Forever Group is a Burmese private media broadcasting company, with its headquarters in Yangon, Myanmar. Forever Group is known for its close ties to the Burmese military.

== History ==
Forever Group was founded in 1996 in Myanmar by Win Maw, a former sailor who established the company to import and distribute computer and computer components. In 2004, it launched a national free-to-air television channel, MRTV-4, as a joint venture with Myanmar's Ministry of Information and state-owned Myanmar Radio and Television. The joint venture was intended to become a pro-military outlet to counter local and foreign independent media. In 2008, it launched Mandalay FM, a radio station.

In 2016, it partnered with Thaicom to boost HDTV coverage on a Thai satellite. In 2018, French-owned CANAL+ and Forever Group launched Canal+ (Myanmar) in the Burmese market.
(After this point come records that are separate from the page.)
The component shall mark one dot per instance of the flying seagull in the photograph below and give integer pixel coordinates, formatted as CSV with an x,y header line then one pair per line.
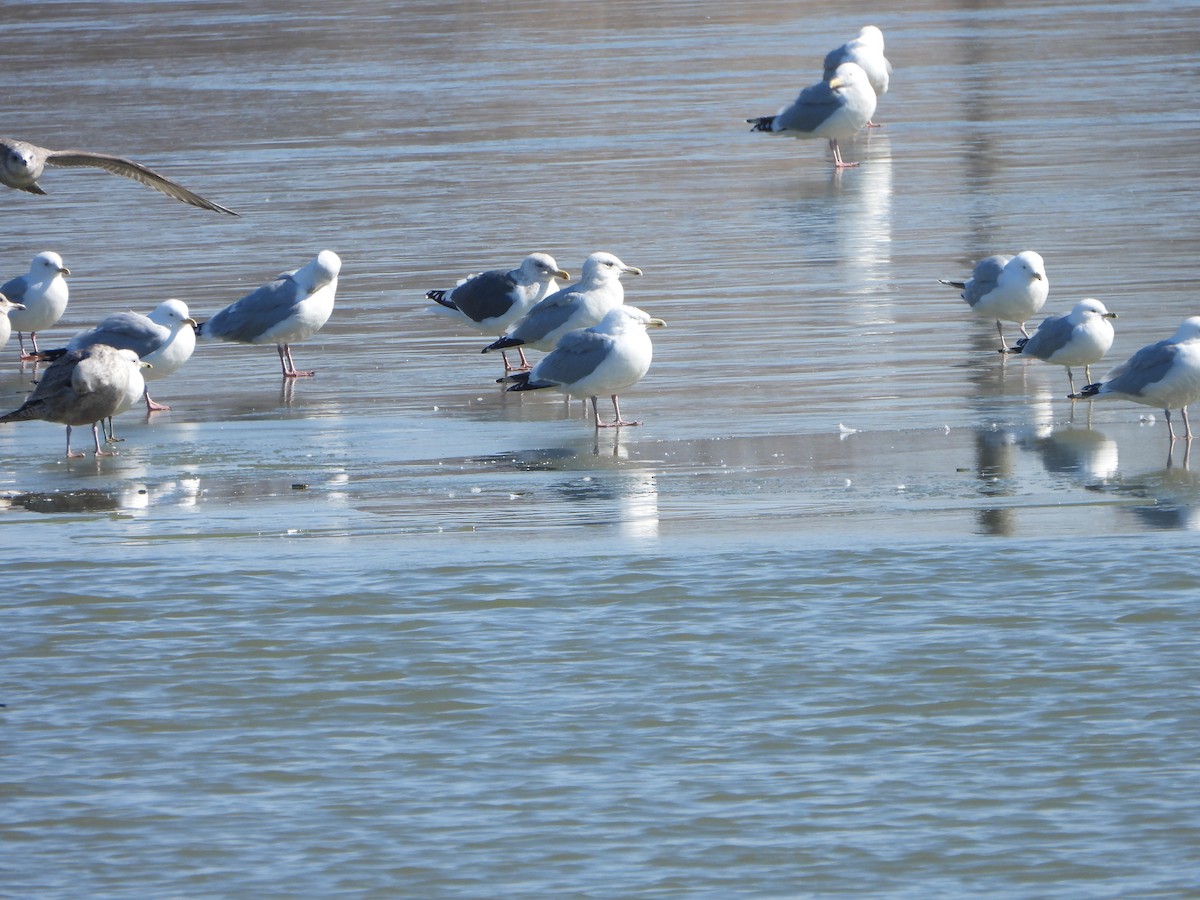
x,y
23,163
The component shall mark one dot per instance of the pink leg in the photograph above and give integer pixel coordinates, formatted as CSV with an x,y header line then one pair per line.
x,y
525,364
837,156
616,408
289,367
95,436
33,340
151,407
77,455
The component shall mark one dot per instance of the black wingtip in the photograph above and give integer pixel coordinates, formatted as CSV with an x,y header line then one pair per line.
x,y
439,297
51,355
503,345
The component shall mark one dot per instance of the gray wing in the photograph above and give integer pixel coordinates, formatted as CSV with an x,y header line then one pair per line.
x,y
1145,367
54,394
244,321
984,279
120,166
546,316
576,357
125,331
15,288
835,58
485,297
816,103
1051,336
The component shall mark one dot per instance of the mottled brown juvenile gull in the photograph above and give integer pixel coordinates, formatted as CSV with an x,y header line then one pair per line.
x,y
285,311
835,108
1006,289
493,300
865,51
580,305
604,359
1079,337
166,339
82,388
1164,375
6,306
43,293
22,165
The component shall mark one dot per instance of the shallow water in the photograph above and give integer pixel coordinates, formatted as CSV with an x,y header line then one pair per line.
x,y
863,606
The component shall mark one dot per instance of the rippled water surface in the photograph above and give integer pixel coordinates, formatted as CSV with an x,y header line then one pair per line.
x,y
862,607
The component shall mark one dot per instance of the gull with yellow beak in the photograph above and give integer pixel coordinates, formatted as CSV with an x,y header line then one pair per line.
x,y
166,339
837,108
604,359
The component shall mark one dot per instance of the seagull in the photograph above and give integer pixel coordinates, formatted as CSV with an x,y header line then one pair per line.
x,y
1079,337
838,107
865,51
43,292
493,300
22,163
166,339
1163,375
603,359
285,311
82,388
579,305
1006,289
6,306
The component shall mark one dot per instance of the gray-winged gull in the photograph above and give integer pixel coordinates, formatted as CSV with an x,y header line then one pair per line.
x,y
493,300
83,388
285,311
1006,289
43,292
1164,375
166,339
835,108
579,305
867,52
23,163
6,306
603,359
1079,337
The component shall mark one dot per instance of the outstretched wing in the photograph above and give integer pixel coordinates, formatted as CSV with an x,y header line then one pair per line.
x,y
127,168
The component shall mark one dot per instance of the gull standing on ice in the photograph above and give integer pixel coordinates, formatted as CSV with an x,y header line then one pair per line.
x,y
83,388
604,359
493,300
580,305
867,52
43,292
285,311
166,339
835,108
1164,375
22,163
6,306
1006,289
1079,337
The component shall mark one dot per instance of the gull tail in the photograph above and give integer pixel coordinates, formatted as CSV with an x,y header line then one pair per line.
x,y
503,343
29,411
525,384
1090,390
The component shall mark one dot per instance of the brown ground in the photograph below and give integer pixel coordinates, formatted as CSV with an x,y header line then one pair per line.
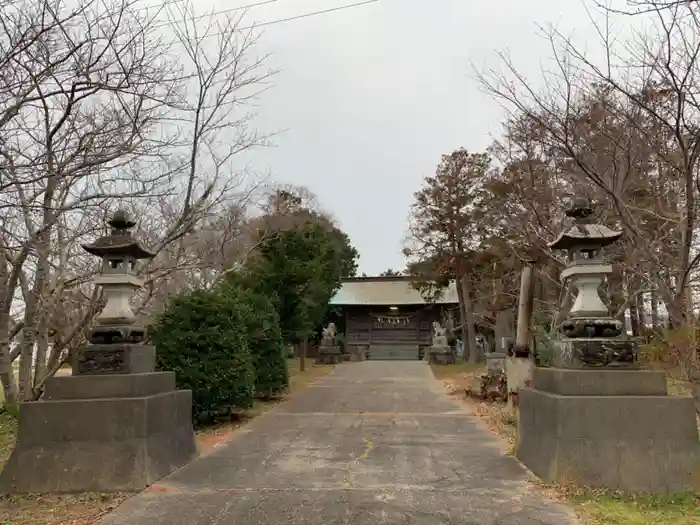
x,y
594,507
87,509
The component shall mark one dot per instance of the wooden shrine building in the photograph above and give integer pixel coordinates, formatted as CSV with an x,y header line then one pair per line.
x,y
388,317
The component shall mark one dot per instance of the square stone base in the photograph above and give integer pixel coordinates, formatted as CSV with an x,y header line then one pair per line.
x,y
108,444
623,440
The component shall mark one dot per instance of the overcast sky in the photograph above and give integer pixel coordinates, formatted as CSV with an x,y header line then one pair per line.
x,y
372,96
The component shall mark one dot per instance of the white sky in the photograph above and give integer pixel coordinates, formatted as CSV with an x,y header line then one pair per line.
x,y
372,96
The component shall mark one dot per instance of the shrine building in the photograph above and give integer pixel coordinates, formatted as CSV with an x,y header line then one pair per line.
x,y
389,317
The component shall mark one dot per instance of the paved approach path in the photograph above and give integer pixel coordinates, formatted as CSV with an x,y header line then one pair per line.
x,y
372,443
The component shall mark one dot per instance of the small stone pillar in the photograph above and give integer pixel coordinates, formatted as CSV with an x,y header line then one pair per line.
x,y
115,425
596,418
329,352
440,352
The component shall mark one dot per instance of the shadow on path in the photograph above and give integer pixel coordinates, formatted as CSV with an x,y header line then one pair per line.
x,y
374,442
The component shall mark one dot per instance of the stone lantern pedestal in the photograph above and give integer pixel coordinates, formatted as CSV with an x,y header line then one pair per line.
x,y
115,424
596,418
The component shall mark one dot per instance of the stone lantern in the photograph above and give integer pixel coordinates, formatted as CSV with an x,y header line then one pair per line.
x,y
114,326
116,424
596,417
591,337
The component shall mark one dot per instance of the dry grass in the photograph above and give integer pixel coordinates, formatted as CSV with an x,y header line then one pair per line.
x,y
87,509
594,507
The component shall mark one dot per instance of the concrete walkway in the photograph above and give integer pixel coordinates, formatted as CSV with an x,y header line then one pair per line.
x,y
374,442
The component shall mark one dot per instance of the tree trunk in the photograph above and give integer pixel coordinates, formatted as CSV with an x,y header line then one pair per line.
x,y
634,319
462,317
504,328
522,341
655,325
7,376
470,345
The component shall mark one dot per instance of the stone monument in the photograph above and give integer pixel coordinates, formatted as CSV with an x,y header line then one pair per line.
x,y
440,352
115,424
596,418
329,352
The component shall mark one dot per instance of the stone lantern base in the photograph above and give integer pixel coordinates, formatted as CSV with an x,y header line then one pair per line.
x,y
616,429
101,433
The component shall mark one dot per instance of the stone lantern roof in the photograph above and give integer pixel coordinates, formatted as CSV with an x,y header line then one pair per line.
x,y
584,232
120,240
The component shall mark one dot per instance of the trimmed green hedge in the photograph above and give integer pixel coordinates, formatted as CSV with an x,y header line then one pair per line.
x,y
264,338
203,337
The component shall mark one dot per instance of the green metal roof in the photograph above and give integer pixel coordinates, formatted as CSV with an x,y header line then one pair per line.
x,y
386,292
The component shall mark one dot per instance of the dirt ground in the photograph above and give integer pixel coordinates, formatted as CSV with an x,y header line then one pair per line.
x,y
593,507
87,509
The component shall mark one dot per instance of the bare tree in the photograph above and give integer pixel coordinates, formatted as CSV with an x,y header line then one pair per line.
x,y
626,128
100,106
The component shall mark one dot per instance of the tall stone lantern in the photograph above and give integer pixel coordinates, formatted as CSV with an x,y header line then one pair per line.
x,y
114,338
116,424
596,418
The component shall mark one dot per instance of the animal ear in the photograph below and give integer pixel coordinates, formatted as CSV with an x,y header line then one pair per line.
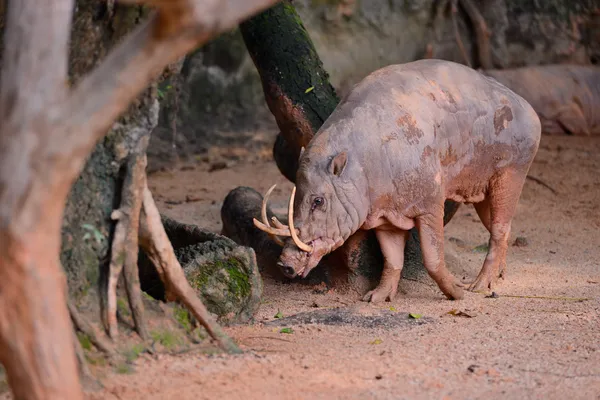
x,y
338,163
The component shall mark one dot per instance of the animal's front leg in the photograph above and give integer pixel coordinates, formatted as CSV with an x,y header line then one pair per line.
x,y
392,246
431,231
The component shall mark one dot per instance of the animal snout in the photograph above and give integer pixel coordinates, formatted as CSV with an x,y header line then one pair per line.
x,y
287,270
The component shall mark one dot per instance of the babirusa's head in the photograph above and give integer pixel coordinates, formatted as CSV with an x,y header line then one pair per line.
x,y
328,204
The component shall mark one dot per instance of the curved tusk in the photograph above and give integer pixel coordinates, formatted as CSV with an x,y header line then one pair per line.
x,y
263,214
277,223
301,245
270,230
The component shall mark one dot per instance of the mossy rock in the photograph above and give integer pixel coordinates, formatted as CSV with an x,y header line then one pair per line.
x,y
226,277
224,274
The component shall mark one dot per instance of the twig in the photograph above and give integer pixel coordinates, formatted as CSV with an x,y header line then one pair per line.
x,y
459,42
85,327
440,8
541,182
156,244
482,33
124,250
578,299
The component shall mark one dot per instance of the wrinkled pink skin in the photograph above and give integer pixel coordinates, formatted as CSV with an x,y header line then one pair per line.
x,y
404,140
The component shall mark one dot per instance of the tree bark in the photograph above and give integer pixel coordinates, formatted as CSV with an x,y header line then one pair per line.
x,y
296,85
298,93
46,134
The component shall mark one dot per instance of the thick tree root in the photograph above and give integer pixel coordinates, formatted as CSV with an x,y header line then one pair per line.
x,y
124,251
156,244
82,325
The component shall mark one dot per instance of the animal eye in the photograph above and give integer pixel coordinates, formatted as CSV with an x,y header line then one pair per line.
x,y
318,202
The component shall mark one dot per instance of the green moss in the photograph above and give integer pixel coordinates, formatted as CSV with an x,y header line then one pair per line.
x,y
84,340
134,352
122,307
168,339
182,316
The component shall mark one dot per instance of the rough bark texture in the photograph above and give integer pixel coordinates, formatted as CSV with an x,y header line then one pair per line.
x,y
44,142
352,39
36,346
289,65
357,265
295,84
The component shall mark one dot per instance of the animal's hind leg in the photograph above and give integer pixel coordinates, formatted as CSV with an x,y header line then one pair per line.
x,y
496,213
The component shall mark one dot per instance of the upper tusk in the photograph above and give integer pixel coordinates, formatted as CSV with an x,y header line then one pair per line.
x,y
270,230
263,214
301,245
278,223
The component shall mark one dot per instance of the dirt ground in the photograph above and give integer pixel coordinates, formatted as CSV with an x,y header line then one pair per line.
x,y
539,339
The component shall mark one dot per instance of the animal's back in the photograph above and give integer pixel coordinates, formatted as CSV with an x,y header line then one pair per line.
x,y
400,112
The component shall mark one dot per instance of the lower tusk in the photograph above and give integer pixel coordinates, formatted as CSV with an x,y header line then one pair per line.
x,y
301,245
270,230
278,223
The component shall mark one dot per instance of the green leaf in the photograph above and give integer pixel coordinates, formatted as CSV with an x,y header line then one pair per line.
x,y
482,248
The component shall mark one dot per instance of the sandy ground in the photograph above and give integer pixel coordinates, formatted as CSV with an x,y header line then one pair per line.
x,y
544,345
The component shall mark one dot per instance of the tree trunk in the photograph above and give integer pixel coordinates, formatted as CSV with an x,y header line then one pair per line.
x,y
296,85
48,129
299,95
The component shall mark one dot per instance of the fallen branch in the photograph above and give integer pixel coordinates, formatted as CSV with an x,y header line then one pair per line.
x,y
136,177
86,328
156,244
544,184
84,370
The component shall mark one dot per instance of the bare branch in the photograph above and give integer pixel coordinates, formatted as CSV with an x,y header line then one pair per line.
x,y
155,242
459,42
482,33
176,28
85,327
124,248
137,178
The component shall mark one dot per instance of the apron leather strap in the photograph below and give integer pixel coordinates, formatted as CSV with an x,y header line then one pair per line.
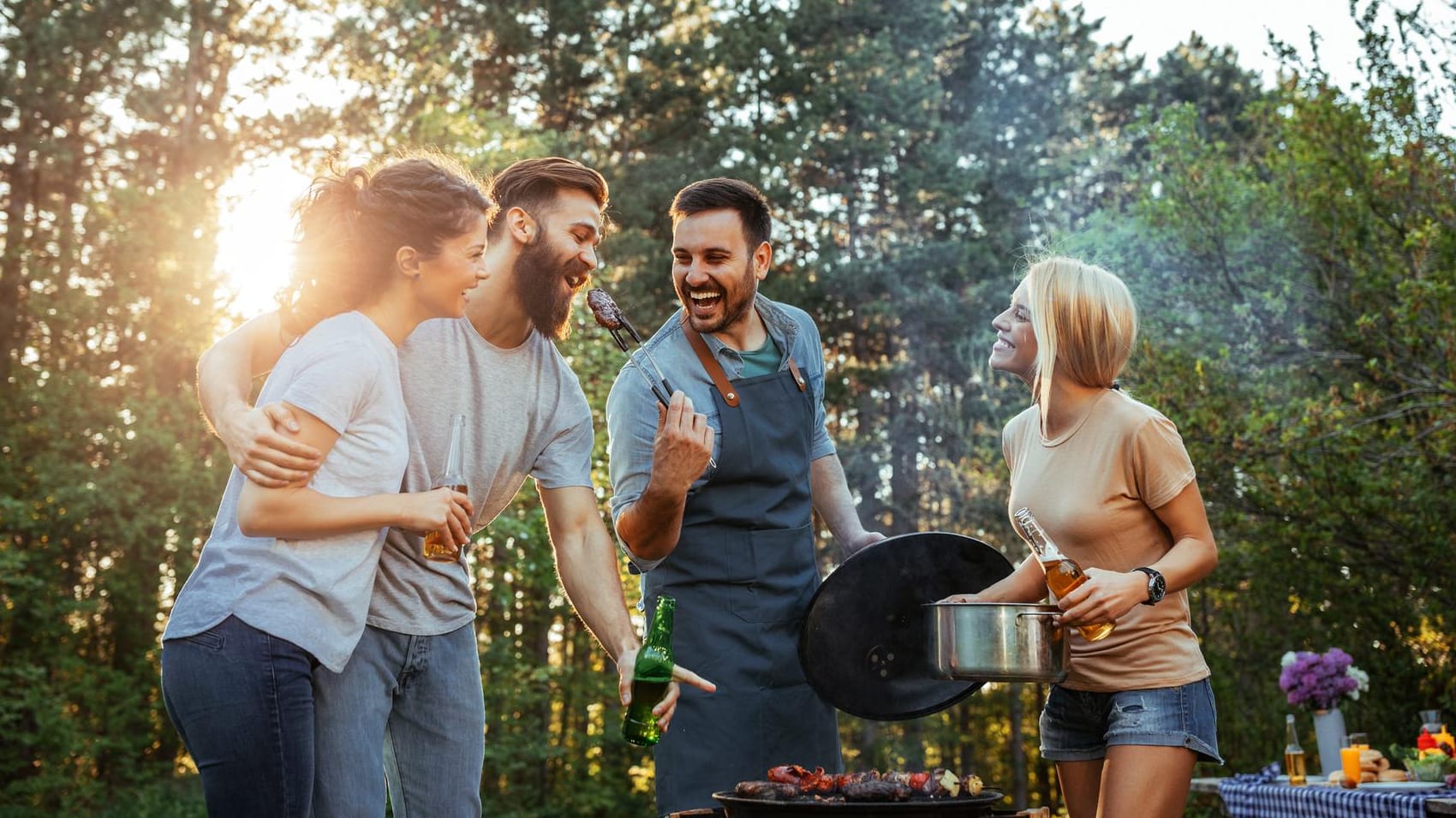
x,y
715,370
798,376
711,364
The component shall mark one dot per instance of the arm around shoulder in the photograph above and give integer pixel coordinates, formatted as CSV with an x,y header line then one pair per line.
x,y
262,443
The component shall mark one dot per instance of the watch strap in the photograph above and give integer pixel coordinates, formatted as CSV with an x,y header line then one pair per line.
x,y
1155,580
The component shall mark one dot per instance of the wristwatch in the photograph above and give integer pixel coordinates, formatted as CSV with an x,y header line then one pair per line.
x,y
1156,587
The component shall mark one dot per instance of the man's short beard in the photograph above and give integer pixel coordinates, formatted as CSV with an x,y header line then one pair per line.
x,y
538,278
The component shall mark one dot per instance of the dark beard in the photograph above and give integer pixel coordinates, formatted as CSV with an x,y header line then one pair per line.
x,y
736,305
538,283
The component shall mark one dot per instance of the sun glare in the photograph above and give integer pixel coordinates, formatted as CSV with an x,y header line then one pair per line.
x,y
255,233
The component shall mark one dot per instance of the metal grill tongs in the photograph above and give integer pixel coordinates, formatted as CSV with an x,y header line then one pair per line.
x,y
609,314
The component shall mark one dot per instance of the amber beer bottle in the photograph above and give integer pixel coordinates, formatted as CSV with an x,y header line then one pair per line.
x,y
455,478
1063,572
651,674
1293,753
In 2019, Forever Group produced Dancing with the Stars Myanmar, which premiered in October 2019. In the aftermath of the 2021 Myanmar coup d'état, Forever Group has organized a media propaganda campaign to counter anti-coup sentiment in the country.

== Leadership ==
Forever Group is led by Win Maw, and his deputy Thein Tun Aung, a graduate of the 22nd intake of the Defence Services Academy.

== Subsidiaries ==
Forever Group owns several national television channels, radio stations, and streaming services, including MRTV-4, Channel 7, MMDC, Canal+ (Myanmar), Mandalay FM, and Pyone Play.